A proposta, já apresentada no Congresso, é manter o auxílio no valor de R$ 600 até o final do ano. Isso representaria uma despesa mensal de R$ 50 bilhões. Diante da crise fiscal, a equipe econômica do governo alega não ser possível manter o benefício nesse montante, e argumenta reduzir o benefício para um valor entre R$ 250 e R$ 300. 

Em 2020, parte dessa prorrogação seria bancada com recursos do Bolsa Família. Aproximadamente R$ 12 bilhões do programa ainda não foram usados, em razão dos seus beneficiários passarem a contar com o auxílio emergencial. 

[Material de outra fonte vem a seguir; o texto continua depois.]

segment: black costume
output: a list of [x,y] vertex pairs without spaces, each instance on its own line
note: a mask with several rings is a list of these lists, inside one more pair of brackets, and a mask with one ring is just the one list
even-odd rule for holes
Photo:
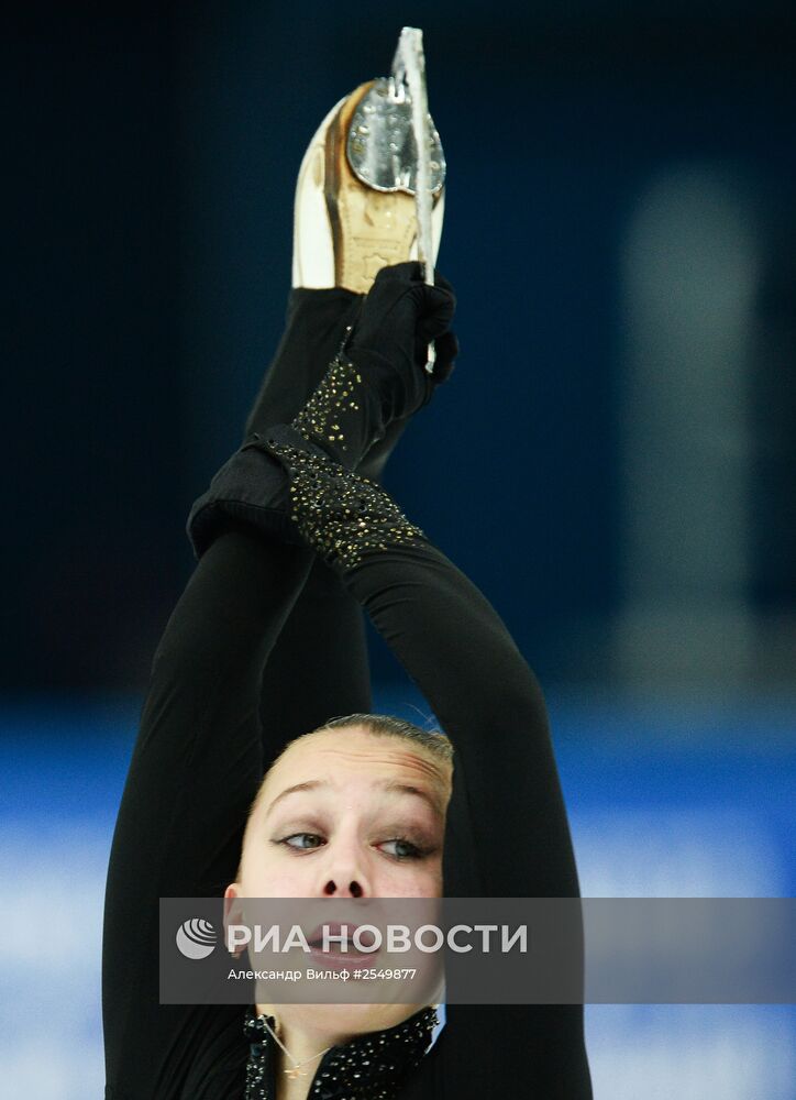
[[[340,289],[292,293],[286,338],[250,418],[250,432],[265,430],[235,460],[284,481],[276,457],[290,471],[291,508],[259,509],[259,529],[252,501],[221,516],[209,509],[213,530],[199,540],[204,552],[155,656],[106,900],[108,1100],[267,1094],[246,1091],[247,1062],[251,1084],[266,1043],[251,1010],[158,1004],[158,898],[220,897],[235,878],[264,771],[285,744],[369,711],[361,607],[454,746],[445,893],[578,892],[541,691],[495,610],[383,490],[303,442],[296,426],[257,425],[265,406],[270,424],[296,415],[312,389],[307,364],[332,359],[360,302]],[[375,452],[371,461],[377,466]],[[225,491],[230,477],[218,484]],[[195,508],[195,539],[207,505]],[[289,512],[288,537],[298,528],[307,546],[279,537]],[[453,1004],[446,1015],[417,1068],[403,1067],[398,1091],[383,1080],[380,1091],[373,1080],[354,1087],[334,1069],[355,1040],[324,1055],[310,1097],[592,1096],[581,1007]],[[425,1018],[405,1023],[418,1022]]]

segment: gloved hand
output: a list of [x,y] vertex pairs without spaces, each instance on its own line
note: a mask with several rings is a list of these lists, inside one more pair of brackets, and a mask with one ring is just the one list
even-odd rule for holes
[[[416,411],[431,397],[433,383],[444,382],[451,374],[458,352],[458,342],[450,331],[455,309],[451,284],[436,275],[434,286],[428,286],[419,263],[383,267],[376,276],[345,352],[354,363],[363,365],[365,356],[379,356],[403,376],[408,389],[416,391],[411,396],[407,394],[405,408],[393,406],[390,419]],[[425,363],[432,341],[436,362],[429,375]]]

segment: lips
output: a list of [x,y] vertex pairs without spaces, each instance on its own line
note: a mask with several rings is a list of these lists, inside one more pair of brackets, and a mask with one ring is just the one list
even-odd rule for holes
[[[354,944],[353,937],[354,933],[358,928],[363,928],[362,935],[358,937],[358,946]],[[324,930],[327,936],[335,937],[332,943],[329,944],[329,949],[324,950]],[[344,936],[345,938],[340,941],[336,937]],[[353,924],[340,921],[329,921],[323,924],[319,924],[313,932],[307,936],[307,943],[314,954],[320,952],[324,957],[330,955],[336,955],[342,958],[356,959],[356,958],[373,958],[377,954],[376,950],[372,950],[376,943],[376,937],[373,932],[367,928],[366,925]],[[347,950],[345,949],[347,948]]]

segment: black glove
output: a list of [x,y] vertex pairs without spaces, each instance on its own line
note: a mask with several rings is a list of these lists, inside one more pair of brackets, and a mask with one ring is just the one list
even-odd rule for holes
[[[416,385],[428,383],[429,378],[442,382],[451,373],[458,350],[456,338],[449,332],[455,309],[453,287],[441,275],[435,275],[434,286],[428,286],[419,263],[383,267],[362,304],[346,353],[354,363],[361,353],[376,354]],[[439,371],[435,367],[429,375],[424,370],[428,348],[438,340]],[[422,372],[419,378],[416,377],[418,371]],[[408,416],[424,405],[433,386],[424,388],[423,399],[408,397],[407,410],[394,408],[393,416]]]

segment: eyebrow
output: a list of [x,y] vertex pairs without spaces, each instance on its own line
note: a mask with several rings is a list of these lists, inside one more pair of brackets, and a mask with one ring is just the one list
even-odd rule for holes
[[[272,812],[274,806],[281,802],[283,799],[286,799],[288,794],[298,794],[300,791],[317,791],[322,787],[329,787],[329,783],[320,779],[308,779],[305,783],[296,783],[294,787],[286,787],[284,791],[277,794],[268,809],[265,811],[266,817]],[[401,783],[396,779],[386,779],[378,783],[377,787],[387,794],[413,794],[416,798],[422,799],[423,802],[428,803],[433,812],[439,817],[442,817],[440,801],[429,794],[428,791],[422,790],[420,787],[412,787],[411,783]]]

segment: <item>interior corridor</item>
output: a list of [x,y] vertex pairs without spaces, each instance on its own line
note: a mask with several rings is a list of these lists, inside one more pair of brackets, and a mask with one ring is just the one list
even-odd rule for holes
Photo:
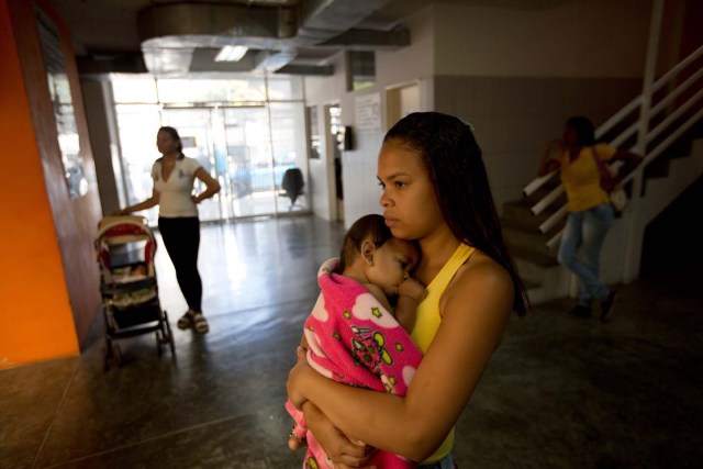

Mas a preocupação da equipe econômica permanece, visto que, caso o benefício prorrogado seja aprovado com um valor superior a R$ 200, o dinheiro do Bolsa Família não cobriria toda a despesa. Então, a solução seria utilizar novas fontes de recursos que não resultem no endividamento público. 

Por se tratar de um programa permanente, a discussão sobre a criação do Renda Brasil é ainda mais complicada, de modo que o debate com relação à fonte de recursos pode dificultar as negociações. Uma das alternativas é extinguir benefícios, como o Abono Salarial e o Seguro Defeso, e transferir essas verbas para o programa assistencial.